Machine Learning and Robust Automatic Control of Complex Systems with Stochastic Factors
Abstract
Given a set of input data and one or more performance metrics, this method searches directly for a region of specified size, said size representing a selected amount of random variation of the data that provides a preferred, but not necessarily optimal, value of the performance metric across the region. Repeated executions of this method over time yield a good, but not necessarily provably optimal, path through unstable conditions, as for a vessel or aircraft seeking a relatively quick path through changing turbulence.

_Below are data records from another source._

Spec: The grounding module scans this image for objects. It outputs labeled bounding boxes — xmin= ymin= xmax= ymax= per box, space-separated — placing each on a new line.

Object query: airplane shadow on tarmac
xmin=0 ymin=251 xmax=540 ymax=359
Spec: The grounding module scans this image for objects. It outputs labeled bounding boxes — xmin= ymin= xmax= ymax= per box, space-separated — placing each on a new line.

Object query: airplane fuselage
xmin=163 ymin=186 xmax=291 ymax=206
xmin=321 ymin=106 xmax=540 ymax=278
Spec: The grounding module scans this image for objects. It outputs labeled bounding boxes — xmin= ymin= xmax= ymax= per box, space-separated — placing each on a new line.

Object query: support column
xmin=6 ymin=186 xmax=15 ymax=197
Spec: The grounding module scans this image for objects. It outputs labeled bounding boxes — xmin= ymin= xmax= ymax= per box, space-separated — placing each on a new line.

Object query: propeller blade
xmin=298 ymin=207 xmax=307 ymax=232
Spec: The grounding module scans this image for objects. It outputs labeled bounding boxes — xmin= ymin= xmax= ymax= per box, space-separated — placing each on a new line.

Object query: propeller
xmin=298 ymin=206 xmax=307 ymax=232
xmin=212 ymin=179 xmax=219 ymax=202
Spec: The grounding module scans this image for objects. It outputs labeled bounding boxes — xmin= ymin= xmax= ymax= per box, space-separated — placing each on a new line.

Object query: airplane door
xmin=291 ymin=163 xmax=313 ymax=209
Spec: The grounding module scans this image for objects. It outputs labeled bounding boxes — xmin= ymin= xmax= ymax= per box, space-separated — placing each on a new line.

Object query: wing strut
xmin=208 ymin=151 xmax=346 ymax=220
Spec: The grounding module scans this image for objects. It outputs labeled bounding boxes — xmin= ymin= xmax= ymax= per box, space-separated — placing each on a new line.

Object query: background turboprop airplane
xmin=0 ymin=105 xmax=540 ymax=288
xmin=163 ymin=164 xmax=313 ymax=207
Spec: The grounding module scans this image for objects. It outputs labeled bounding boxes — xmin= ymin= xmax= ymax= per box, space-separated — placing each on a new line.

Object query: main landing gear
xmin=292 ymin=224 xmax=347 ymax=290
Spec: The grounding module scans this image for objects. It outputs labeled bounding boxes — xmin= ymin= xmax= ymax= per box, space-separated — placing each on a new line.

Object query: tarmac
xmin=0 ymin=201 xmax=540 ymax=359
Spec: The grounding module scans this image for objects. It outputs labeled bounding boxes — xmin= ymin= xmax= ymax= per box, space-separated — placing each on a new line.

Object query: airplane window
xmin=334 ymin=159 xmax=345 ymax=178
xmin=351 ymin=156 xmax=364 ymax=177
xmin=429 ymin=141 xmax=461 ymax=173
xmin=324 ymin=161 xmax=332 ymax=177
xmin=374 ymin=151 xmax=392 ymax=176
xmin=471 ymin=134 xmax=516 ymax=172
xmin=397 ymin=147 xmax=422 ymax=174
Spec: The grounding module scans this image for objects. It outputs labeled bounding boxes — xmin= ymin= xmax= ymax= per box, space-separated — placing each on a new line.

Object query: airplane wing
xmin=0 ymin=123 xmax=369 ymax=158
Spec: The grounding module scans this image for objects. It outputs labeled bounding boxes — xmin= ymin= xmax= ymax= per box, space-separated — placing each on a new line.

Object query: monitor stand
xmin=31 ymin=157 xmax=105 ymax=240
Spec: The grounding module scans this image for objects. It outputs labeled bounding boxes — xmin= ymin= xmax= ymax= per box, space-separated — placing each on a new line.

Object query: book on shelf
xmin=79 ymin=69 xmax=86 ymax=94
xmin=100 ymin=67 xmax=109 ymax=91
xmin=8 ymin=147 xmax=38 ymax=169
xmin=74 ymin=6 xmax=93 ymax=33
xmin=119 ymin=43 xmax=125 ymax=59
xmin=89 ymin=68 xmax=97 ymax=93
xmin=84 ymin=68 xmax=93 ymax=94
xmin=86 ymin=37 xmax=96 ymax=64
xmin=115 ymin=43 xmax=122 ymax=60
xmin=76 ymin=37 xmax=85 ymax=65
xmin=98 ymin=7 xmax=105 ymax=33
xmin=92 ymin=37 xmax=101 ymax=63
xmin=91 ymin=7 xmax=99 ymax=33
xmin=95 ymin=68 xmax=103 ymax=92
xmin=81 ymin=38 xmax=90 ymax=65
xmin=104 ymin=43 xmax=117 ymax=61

Using repeated executions to derive paths also supports selection of smooth automatic control, over time, of a system subject to random variations in conditions, this method greatly reduces sharp changes in control parameters as conditions change, while selecting good sets of control parameters at each re-computation.
Claims
exact text as granted — not AI-modifiedI claim:
1 . A method comprising finding and identifying a set of points within a large, multidimensional set of points, such that the identified set is highly likely to offer desired values of one or more performance metrics, further comprising the following steps:
defining one or more metrics of performance of the system, and one or more control factors, computing plural ranges, each a range for each control factor representing the estimated random variation of that control factor in application, the ranges for all control factors and defining patches that are shapes, selecting a set of such patches that adjoin each other without overlapping and span the space of values of interest, computing via simulation or other calculation, estimated value of said performance metrics for each of a plurality of patches, each of which represents a combinations of control factors, said plurality of patches constituting a grid that is spread through a set or space of possible sets of values, each such point representing a patch, for each such patch, designated by its centroid, computing a metric of performance from the performance metrics associated with each point in the patch, selecting the patch or patches having the most preferred value of the computed metric, and thereby identifying the set of points that is highly likely for providing desired values of one or more performance metrics.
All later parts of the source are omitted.